The Bible teaches that it is servants who make the biggest impact for the kingdom of God and that to be the greatest, you must be a servant. Only if we humble ourselves will we be exalted in God’s eyes. Even Jesus did not come to be served, but to serve and give His life up as a sacrifice (Matthew 20:25-28; 23:11-12). In fact, God chooses to use those who not viewed as great in the eyes of the world (1 Corinthians 1:26-31). God uses these people to demonstrate His love to others. I believe this is why Grandma Ray’s life impacted so many. She was trusting in God and the sacrifice of Jesus for her life. And God’s loved worked through her life in a loving and sacrificial way that impacted many others.
God’s love is amazing, beyond our comprehension. When we receive the life He offers us through Christ, He pours His love into our lives. But it is not just for our benefit. It is for the benefit of others as well. Therefore, we become a means of God showing His love to others. He uses our lives to touch others with His love. By His grace we are saved, not by our good works, but as a gift from God, in order that we might do the good works that He has prepared for us (Ephesians 2:8-10).

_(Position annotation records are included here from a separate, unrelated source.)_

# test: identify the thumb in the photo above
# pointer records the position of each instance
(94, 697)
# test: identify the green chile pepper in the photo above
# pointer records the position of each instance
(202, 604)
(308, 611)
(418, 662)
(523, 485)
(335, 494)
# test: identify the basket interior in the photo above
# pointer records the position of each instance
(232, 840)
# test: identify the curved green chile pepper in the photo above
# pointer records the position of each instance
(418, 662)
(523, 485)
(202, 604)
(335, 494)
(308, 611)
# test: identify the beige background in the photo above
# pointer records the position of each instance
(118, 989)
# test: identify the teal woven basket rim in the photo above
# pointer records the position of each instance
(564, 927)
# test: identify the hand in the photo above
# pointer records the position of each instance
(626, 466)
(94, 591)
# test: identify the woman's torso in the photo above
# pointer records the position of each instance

I believe that Grandma Ray’s life was an outpouring of this love from God. The impact of her life could be clearly seen from those who came to pay their tribute to her that day. It is a reminder that God has specially created each one of us. Today, if you think you are not specially gifted or talented and that you will never be able to do great things, you need to think again. In fact, if you think you have anything to offer to God, you also need to think again. Those who come with empty hands before God can be used to share His love in ways that will impact others for generations. The life of worship is not doing big things for God. It is being faithful to share the love of Christ as we walk along the way. God may use us to do some big things, but most of the time, it will involve being faithful to serve and touch the lives of those we meet. God will use us in ways we could never imagine. The world may never notice, but our eternal reward will be great. And God will use us to impact others with His love.